"Wovon handelt das ‘Märchen vom Goldenen Ei‘?“ - mit dieser Frage begrüßte Erzpriester Ilya Limberger die Gäste der Weihnachtsfeier in der Stuttgarter Gemeinde zu Ehren des Hl. Nikolaj. "Es scheint das einfachste aller Märchen zu sein, und doch drückt es die Tragik des Menschen aus, der gemäß dem russischen Sprichwort ’Gottes Geschenk mit seinem Frühstücksei verwechselt’“.
Eine andere Art von Märchen, ein komplexes Theaterstück nach dem Vorbild der griechischen Tragödie, wurde dieses Jahr von den Kindern und Jugendlichen der Stuttgarter Gemeinde aufgeführt: „Ein gewöhnliches Wunder“ von Jewgeni Schwarz. Das Märchen war ein Geschenk des Autors an seine geliebte Frau. 12 Jahre lang arbeitete er daran und zwar nur dann, so schreibt er in seinen Tagebüchern, wenn er das Gefühl hatte, ausreichend rein zu sein.

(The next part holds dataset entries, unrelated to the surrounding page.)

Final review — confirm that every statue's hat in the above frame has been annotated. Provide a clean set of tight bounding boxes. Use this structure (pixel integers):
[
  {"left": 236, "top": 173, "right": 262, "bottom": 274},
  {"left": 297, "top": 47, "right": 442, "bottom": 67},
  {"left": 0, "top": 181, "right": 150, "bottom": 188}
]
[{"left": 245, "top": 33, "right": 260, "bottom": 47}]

In seinem Märchen porträtiert Schwarz sich selbst und seine Frau. Die Geschichte entsteht, entwickelt und verändert sich vor den Augen der Hauptprotagonisten – des Zauberers und seiner Frau. Sie beginnt nach dem Plan des Zauberers, doch mit der Zeit entwickelt sie sich in eine eigene Richtung. „So wird auch in unserem Stück“, erklärt Olga Rother, langjähriges Mitglied der Stuttgarter Gemeinde und Hauptregisseurin des Weihnachtsstücks, „der Zauberer das Märchen direkt auf der Bühne erschaffen.“
„In jedem entscheidenden Moment des Lebens hat der Mensch nur eine Chance. Und genau darum geht es in diesem Märchen.“
"Worum geht es in diesem Märchen? Und wie spiegelt sich das Thema in den Schicksalen der Figuren wider?“, fragt Vater Ilya weiter. „Wer dieses Märchen gelesen hat, kann nicht anders, als sich von seinem Charme, seiner Komik und seiner Tragik in den Bann ziehen zu lassen. Ich versichere Euch, dass es unmöglich ist, gleichgültig zu bleiben, wenn man diese Geschichte gelesen und nachempfunden hat. Es ist unmöglich, nicht in tiefes Nachdenken über das eigene Leben zu verfallen, über die Entscheidungen, die wir alle im Laufe unseres Lebens getroffen haben, die schicksalhaft wurden und unsere Existenz unwiderruflich verändert haben. Wenn ein Mensch einmal eine Entscheidung getroffen hat, kann er nicht mehr zum Gabelungspunkt zurückkehren, kann das Leben nicht noch einmal durchleben, kann keine neue Version seines Lebens auf der Grundlage anderer Entscheidungen schaffen. In jedem entscheidenden Moment des Lebens hat der Mensch nur eine einzige Chance. Und genau darum geht es in diesem Märchen".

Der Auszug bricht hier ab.